187話 過去の出来事
「それで?どうして俺以外に魔人がいるんだ?」
「「「ッ!?」」」
案内された客室にて、俺は今まで疑問に思っていた事を真剣に問いただすと、全員がハッとなって息を吞む声が聞こえた。
うーん。威圧しすぎただろうか?
結構緩めたつもりだったんだが…
加減が難しいな。
「…私が説明します」
威圧を調整し、場の空気を軽くすると、緊張した面持ちで説明を名乗り出たのはミカエルだった。
「ミカエル!」
「語らんで良い!ここはワシ等が…」
おっと、何やら事情があるのだろうか?
辛そうにしてるし、言いたくないのなら他の2人に言わせるべきか?
場の空気を読み、俺は2人に聞こうとするとー
「良いの…止められなかった私にも責任はあるもの…全部私が説明するわ」
止めてくるミコトとリョウの制止を振り払い、ミカエルは辛い表情で語りだした。
「今から300年程前、黒騎士様と『憤怒』のダルファーという魔物が死闘を繰り広げた地区にて、とある研究者が黒騎士様の血液を大量に採取しました。今まで小量しか採取出来なかった”貴重な血液”が、それはもう…至る所に血液が飛び散り、各国から来た他の研究者たちも大興奮したそうです」
懐かしい名前だな。あの時、暴走してなかったら俺はきっと勝てないでいただろう。まぁ、今の俺ならワンパンで倒せるがな。
心の中で懐かしいなと感じながらも、俺は冷静な表情で話の続きを促す。
「各国はこぞって血液の培養と研究に励みました。なにせ、”解明してしまえばヒーロー達とは異なる新たな人類の進化を得られる”と、”実際に
「…随分と詳しいな」
「彼の助手をしていましたから……私が魔人になったのは彼の人体実験に無理やり参加させられたからです」
思わず呟いてしまった言葉に、自嘲めいた笑顔で答えるミカエル。
黙っていれば良かったー!今ので場の空気が少し悪くなったぞ。
だから、代わりにミコトとリョウが説明すると最初に名乗り出たのか。
「そ、それで?」
「その後、彼は自分の完成間近実験を政府に奪われそうになり、暴走しました。過剰に摂取した『新・魔人薬』により、正常な判断が出来なかったのでしょうね。実験体である私を含めた大勢の魔人達を率い、死にたくない一心でアメリカ政府と戦いました。彼は戦いで仲間を失えば、他から無理矢理攫い新たな仲間を作って補充していきました。

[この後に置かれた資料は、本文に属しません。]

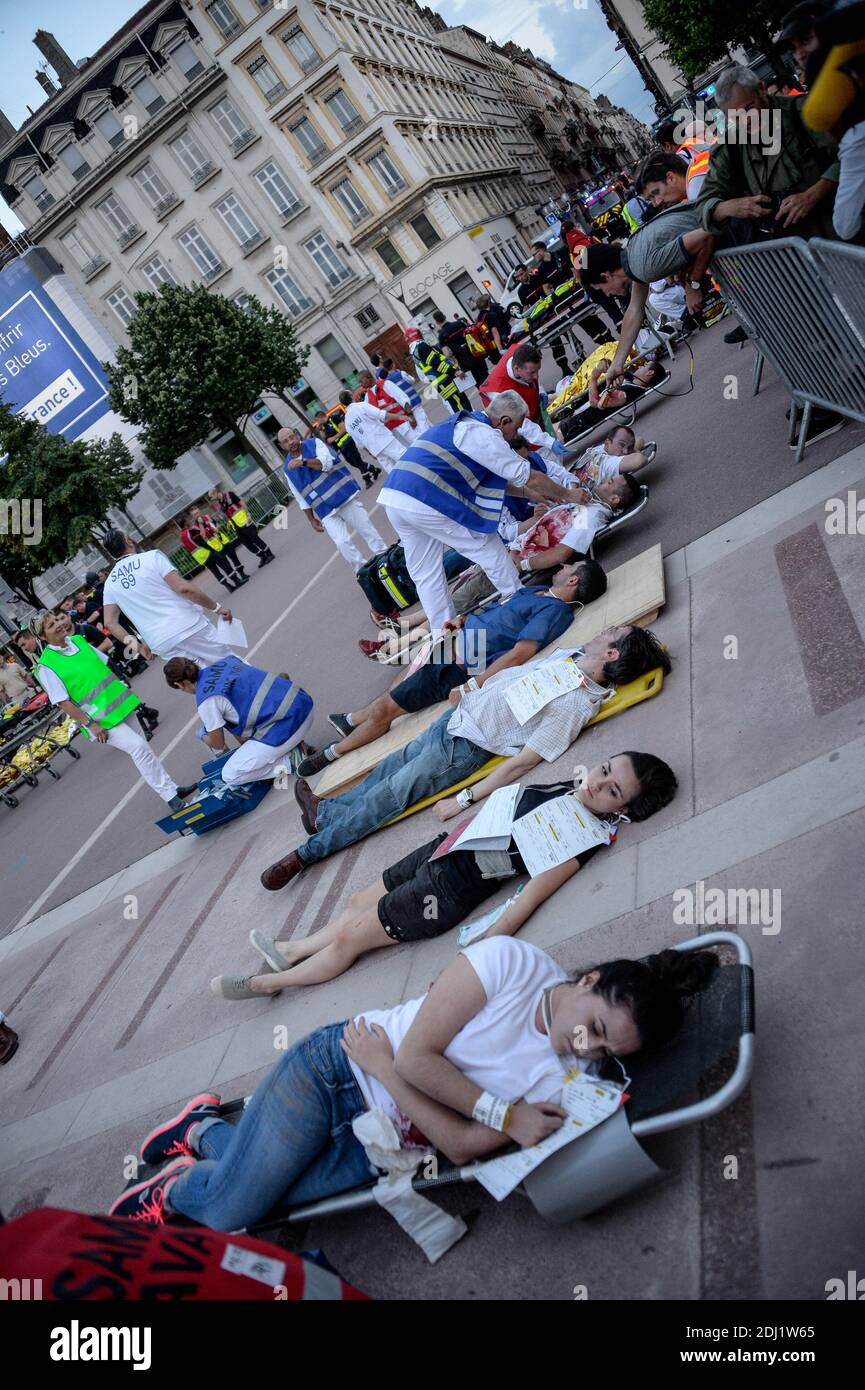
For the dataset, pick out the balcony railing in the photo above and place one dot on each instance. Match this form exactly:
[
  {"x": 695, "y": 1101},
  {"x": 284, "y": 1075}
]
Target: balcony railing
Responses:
[
  {"x": 130, "y": 235},
  {"x": 93, "y": 266},
  {"x": 164, "y": 205},
  {"x": 242, "y": 141},
  {"x": 203, "y": 173}
]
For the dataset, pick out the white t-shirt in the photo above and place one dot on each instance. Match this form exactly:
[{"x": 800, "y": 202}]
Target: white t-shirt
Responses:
[
  {"x": 501, "y": 1048},
  {"x": 587, "y": 521},
  {"x": 597, "y": 464},
  {"x": 138, "y": 585},
  {"x": 481, "y": 444},
  {"x": 216, "y": 712},
  {"x": 327, "y": 462},
  {"x": 366, "y": 426},
  {"x": 50, "y": 681},
  {"x": 484, "y": 716}
]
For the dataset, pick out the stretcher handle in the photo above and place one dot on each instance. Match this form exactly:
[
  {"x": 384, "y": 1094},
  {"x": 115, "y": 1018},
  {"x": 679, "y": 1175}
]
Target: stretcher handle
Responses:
[{"x": 744, "y": 1062}]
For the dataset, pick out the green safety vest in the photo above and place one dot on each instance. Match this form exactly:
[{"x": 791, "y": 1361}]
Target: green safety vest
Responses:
[{"x": 91, "y": 684}]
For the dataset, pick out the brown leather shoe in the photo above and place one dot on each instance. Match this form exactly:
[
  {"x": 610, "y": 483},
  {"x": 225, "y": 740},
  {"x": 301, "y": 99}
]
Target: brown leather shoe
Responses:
[
  {"x": 309, "y": 805},
  {"x": 9, "y": 1043},
  {"x": 281, "y": 873}
]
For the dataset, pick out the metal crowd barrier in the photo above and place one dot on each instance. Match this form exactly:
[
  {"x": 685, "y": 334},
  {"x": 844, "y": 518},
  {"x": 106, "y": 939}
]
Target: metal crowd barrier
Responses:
[{"x": 803, "y": 305}]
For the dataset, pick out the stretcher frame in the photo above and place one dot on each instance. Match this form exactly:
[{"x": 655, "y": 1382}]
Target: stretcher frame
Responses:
[
  {"x": 634, "y": 590},
  {"x": 626, "y": 695},
  {"x": 611, "y": 1161}
]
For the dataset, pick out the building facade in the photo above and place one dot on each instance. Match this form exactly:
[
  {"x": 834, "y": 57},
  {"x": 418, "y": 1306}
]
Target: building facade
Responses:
[{"x": 352, "y": 163}]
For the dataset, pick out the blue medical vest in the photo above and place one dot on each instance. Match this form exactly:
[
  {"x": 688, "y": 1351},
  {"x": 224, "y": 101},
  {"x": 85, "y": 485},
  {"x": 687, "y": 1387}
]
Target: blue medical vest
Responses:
[
  {"x": 324, "y": 491},
  {"x": 270, "y": 708},
  {"x": 437, "y": 473}
]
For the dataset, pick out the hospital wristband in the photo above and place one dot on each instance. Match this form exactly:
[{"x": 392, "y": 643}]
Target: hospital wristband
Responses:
[{"x": 492, "y": 1112}]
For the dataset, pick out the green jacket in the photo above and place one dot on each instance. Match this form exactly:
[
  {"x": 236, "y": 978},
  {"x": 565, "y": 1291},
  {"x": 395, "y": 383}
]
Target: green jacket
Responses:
[{"x": 804, "y": 156}]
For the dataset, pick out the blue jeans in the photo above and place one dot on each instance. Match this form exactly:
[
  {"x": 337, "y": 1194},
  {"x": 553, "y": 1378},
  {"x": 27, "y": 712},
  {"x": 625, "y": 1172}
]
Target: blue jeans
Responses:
[
  {"x": 294, "y": 1143},
  {"x": 433, "y": 762}
]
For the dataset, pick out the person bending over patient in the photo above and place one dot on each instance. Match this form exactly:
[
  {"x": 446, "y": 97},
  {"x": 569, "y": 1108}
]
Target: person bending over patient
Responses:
[
  {"x": 474, "y": 1064},
  {"x": 397, "y": 906}
]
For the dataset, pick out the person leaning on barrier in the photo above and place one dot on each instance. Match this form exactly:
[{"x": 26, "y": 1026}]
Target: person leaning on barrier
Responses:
[
  {"x": 772, "y": 175},
  {"x": 672, "y": 243}
]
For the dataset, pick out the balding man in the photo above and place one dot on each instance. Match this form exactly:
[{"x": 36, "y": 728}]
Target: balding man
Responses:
[{"x": 328, "y": 495}]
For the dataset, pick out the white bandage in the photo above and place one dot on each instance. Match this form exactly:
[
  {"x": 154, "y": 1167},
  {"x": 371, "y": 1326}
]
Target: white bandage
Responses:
[{"x": 491, "y": 1111}]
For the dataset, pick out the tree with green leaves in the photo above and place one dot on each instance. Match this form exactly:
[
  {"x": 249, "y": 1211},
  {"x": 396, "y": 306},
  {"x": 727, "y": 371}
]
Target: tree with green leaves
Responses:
[
  {"x": 59, "y": 491},
  {"x": 700, "y": 35},
  {"x": 198, "y": 363}
]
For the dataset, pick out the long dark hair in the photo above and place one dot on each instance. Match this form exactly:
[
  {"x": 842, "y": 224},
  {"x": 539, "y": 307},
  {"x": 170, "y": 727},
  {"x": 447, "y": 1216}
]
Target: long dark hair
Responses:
[{"x": 657, "y": 990}]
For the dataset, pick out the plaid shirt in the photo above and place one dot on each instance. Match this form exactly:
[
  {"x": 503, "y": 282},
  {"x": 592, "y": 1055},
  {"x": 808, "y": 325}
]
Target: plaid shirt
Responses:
[{"x": 486, "y": 719}]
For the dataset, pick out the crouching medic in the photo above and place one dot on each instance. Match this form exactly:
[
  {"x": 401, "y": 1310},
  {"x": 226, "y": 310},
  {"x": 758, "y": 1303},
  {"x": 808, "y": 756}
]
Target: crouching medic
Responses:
[{"x": 269, "y": 715}]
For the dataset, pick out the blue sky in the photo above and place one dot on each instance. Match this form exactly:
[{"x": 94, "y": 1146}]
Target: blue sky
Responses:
[{"x": 569, "y": 34}]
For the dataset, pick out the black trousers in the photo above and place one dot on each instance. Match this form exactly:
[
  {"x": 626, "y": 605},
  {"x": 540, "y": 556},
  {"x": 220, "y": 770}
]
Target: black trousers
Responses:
[
  {"x": 219, "y": 566},
  {"x": 352, "y": 456},
  {"x": 249, "y": 537}
]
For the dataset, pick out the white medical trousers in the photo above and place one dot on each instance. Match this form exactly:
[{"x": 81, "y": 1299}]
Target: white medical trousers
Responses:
[{"x": 353, "y": 516}]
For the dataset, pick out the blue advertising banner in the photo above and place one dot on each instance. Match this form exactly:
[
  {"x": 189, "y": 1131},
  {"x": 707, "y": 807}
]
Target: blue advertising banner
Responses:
[{"x": 46, "y": 369}]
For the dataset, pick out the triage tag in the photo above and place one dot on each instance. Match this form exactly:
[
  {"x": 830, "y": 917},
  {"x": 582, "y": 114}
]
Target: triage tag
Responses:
[
  {"x": 556, "y": 831},
  {"x": 540, "y": 685}
]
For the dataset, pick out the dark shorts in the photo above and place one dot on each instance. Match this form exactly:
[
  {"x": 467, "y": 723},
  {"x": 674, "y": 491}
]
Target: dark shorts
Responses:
[
  {"x": 426, "y": 900},
  {"x": 429, "y": 685}
]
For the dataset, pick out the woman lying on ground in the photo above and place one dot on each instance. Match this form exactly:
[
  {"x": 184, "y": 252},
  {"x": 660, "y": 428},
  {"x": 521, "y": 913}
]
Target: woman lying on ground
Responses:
[
  {"x": 467, "y": 1068},
  {"x": 422, "y": 897}
]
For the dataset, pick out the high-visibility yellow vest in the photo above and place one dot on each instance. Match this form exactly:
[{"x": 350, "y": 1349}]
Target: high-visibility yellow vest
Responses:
[{"x": 91, "y": 684}]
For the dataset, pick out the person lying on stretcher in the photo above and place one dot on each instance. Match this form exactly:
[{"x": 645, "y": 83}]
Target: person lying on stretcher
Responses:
[
  {"x": 562, "y": 533},
  {"x": 397, "y": 906},
  {"x": 498, "y": 638},
  {"x": 618, "y": 453},
  {"x": 598, "y": 401},
  {"x": 467, "y": 1068},
  {"x": 462, "y": 741}
]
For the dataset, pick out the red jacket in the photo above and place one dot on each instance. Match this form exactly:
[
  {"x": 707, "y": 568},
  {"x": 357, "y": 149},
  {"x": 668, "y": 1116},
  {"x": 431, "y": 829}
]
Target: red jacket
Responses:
[{"x": 501, "y": 380}]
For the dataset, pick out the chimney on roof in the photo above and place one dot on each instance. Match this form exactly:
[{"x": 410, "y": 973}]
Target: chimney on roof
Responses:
[
  {"x": 59, "y": 59},
  {"x": 45, "y": 82}
]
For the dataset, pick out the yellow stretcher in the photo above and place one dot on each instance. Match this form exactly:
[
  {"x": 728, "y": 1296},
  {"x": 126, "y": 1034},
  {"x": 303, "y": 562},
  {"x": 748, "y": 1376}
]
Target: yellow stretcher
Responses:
[{"x": 626, "y": 695}]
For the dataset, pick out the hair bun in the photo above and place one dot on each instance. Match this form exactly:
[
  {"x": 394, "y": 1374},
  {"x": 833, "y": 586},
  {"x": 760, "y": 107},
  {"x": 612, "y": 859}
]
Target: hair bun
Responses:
[{"x": 683, "y": 973}]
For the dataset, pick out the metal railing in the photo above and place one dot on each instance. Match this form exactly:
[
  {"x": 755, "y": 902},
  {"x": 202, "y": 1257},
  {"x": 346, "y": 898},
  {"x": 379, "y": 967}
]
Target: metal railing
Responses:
[
  {"x": 803, "y": 305},
  {"x": 263, "y": 502}
]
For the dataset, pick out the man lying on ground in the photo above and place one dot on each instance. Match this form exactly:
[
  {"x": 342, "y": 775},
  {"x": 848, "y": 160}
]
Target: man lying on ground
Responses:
[
  {"x": 501, "y": 637},
  {"x": 397, "y": 906},
  {"x": 462, "y": 741},
  {"x": 466, "y": 1068},
  {"x": 619, "y": 452},
  {"x": 607, "y": 499}
]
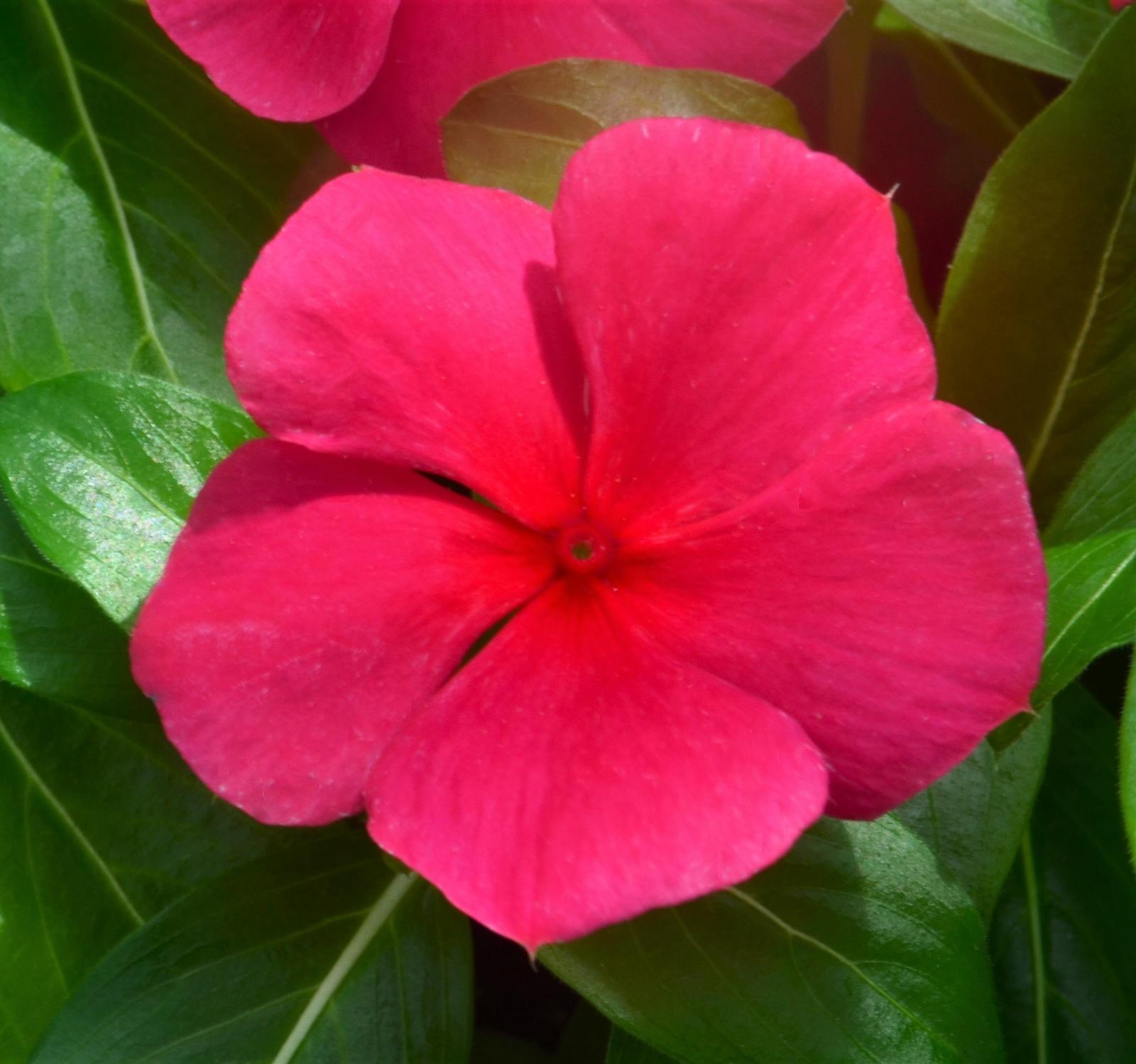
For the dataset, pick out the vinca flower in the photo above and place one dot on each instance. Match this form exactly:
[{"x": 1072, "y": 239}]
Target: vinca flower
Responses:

そんな事を続けていけば、いずれ人類の新たな敵と認識されるとも知らずに……気付けば引き下がれない状況にまでなっていました。自分が作った転移装置を作動させ、気付けば人類と魔人による戦争が始まっていたんです。第五次世界大戦と呼ばれ、多くの国が魔人達によって滅ぼされました」
「なるほどな…」
つまり、人間を無理やり魔人に変えてしまえば、後戻りの出来ない戦力が手に入るって事か。
本人に戦う意思が無かったとしても、魔人として人類に脅威とみなされるのだから、本当に
「ミコトもリョウも無理やり魔人にされた可哀想な…」
と言いかけた所で、ミカエルは思い出す。
『僕から先に魔人にしてくださぁああいいい!』
『こんな奴より、私からでお願いしまあああすぅぅぅ!!』
捕虜として捕えれていたミコトとリョウが、競い合って自ら志願していた時の事を。
「ーーいえ、喜んでいた気が……むしろ自分から進んで志願したような?」
「「ゴ、ゴホンッ!」」
ミカエルの説明に、ワザとらしい咳ばらいをする二人。
ん、なんだ? 急に2人の体温が上昇したぞ…
「と、ともかく!人類と魔人が対立した世の中となりました!」
「『無理やり怪物にさせられた俺達が、何故人類と戦わないといけないんだ』、『確かに怪物みたいな見た目になったが、心までは怪物に染まっていない』とワシらのように無理矢理、無理矢理!魔人にさせられ、人類との戦いに不満を思った魔人達も少なからずいました。そこで一部の魔人は脱走し、人類に味方する魔人達も現れる様になったんです!」
「ここを守る事が、魔人となった私達の使命でもあると思ったんです!」
ミコトとリョウは息を荒くしながら、そう力説した。